Sebelum berangkat, siapkan briefing materi dan daftar pertanyaan sehingga peserta memiliki fokus pengamatan. Bentuk tim dokumentasi untuk merekam proses dan wawancara, serta manfaatkan template laporan agar catatan terstruktur. Saat kunjungan, libatkan peserta aktif berdiskusi, bukan sekadar mendengar paparan. Sepulangnya, selenggarakan debrief untuk mengidentifikasi hal‑hal yang dapat diadaptasi.
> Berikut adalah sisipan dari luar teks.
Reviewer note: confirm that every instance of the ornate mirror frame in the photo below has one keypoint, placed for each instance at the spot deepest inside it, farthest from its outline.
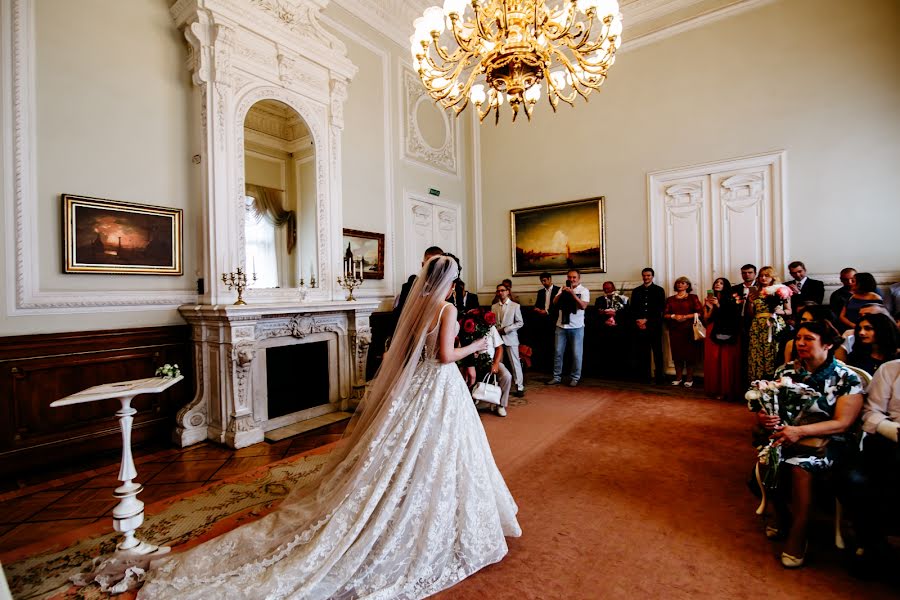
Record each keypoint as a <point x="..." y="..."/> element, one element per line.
<point x="241" y="52"/>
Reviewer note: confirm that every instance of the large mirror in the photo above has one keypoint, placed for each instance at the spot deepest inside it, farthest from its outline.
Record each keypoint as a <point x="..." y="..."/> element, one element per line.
<point x="280" y="197"/>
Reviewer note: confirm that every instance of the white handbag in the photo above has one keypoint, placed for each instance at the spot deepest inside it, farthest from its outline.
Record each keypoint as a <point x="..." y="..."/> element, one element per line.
<point x="485" y="391"/>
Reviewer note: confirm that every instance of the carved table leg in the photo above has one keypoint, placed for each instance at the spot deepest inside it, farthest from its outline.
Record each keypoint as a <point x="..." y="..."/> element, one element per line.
<point x="128" y="514"/>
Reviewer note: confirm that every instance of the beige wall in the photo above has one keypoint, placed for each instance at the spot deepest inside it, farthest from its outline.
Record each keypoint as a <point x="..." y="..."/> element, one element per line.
<point x="113" y="120"/>
<point x="373" y="189"/>
<point x="808" y="76"/>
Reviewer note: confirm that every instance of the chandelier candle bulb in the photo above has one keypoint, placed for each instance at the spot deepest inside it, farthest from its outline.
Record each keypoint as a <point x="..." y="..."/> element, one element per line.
<point x="490" y="51"/>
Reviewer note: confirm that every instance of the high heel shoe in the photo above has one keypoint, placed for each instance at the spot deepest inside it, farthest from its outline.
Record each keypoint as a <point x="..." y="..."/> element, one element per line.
<point x="794" y="562"/>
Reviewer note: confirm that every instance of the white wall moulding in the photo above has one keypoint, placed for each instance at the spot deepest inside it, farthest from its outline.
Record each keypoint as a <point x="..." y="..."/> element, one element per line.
<point x="242" y="52"/>
<point x="429" y="222"/>
<point x="416" y="148"/>
<point x="385" y="287"/>
<point x="707" y="220"/>
<point x="24" y="293"/>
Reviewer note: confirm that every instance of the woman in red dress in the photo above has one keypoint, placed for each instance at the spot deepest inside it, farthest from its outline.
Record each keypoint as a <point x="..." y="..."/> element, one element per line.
<point x="680" y="311"/>
<point x="722" y="352"/>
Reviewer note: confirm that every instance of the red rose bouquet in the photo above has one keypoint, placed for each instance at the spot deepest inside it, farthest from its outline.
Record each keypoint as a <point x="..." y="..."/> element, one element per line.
<point x="474" y="325"/>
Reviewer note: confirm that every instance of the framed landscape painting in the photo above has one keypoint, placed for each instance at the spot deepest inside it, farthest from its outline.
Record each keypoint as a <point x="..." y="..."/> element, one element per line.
<point x="367" y="246"/>
<point x="559" y="237"/>
<point x="108" y="236"/>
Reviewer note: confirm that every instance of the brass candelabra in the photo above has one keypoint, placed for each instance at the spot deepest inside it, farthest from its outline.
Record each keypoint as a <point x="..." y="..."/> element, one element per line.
<point x="350" y="282"/>
<point x="237" y="281"/>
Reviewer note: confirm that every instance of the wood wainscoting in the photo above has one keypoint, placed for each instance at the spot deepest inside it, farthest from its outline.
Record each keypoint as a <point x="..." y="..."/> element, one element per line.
<point x="35" y="370"/>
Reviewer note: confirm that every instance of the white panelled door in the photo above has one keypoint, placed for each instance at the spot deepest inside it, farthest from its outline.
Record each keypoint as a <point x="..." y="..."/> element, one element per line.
<point x="708" y="220"/>
<point x="429" y="223"/>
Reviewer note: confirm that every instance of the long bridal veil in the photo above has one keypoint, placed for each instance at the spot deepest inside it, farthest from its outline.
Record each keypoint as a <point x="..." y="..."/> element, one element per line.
<point x="354" y="531"/>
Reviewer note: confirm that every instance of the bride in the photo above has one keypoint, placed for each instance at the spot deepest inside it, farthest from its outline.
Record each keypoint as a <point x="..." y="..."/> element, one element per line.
<point x="410" y="502"/>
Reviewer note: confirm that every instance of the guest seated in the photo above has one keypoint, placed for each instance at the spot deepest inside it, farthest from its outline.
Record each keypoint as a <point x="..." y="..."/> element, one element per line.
<point x="473" y="373"/>
<point x="877" y="341"/>
<point x="874" y="486"/>
<point x="828" y="418"/>
<point x="812" y="312"/>
<point x="722" y="352"/>
<point x="850" y="335"/>
<point x="865" y="291"/>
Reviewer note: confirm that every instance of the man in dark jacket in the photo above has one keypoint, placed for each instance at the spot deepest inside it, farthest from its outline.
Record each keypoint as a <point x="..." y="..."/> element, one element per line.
<point x="463" y="300"/>
<point x="647" y="304"/>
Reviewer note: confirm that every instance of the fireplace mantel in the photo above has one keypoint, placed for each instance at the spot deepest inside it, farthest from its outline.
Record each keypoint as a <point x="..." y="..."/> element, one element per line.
<point x="226" y="341"/>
Tindak lanjuti dengan rencana aksi terukur, lengkap dengan penanggung jawab dan tenggat waktu. Publikasikan hasil studi tour kepada pemangku kebijakan agar rekomendasi memperoleh dukungan. Terakhir, monitor implementasi secara berkala untuk memastikan transfer pengetahuan benar‑benar mengubah praktik kerja.
Dengan tip ini, studi tour menjadi investasi pengetahuan yang menghasilkan inovasi nyata, bukan sekadar catatan perjalanan.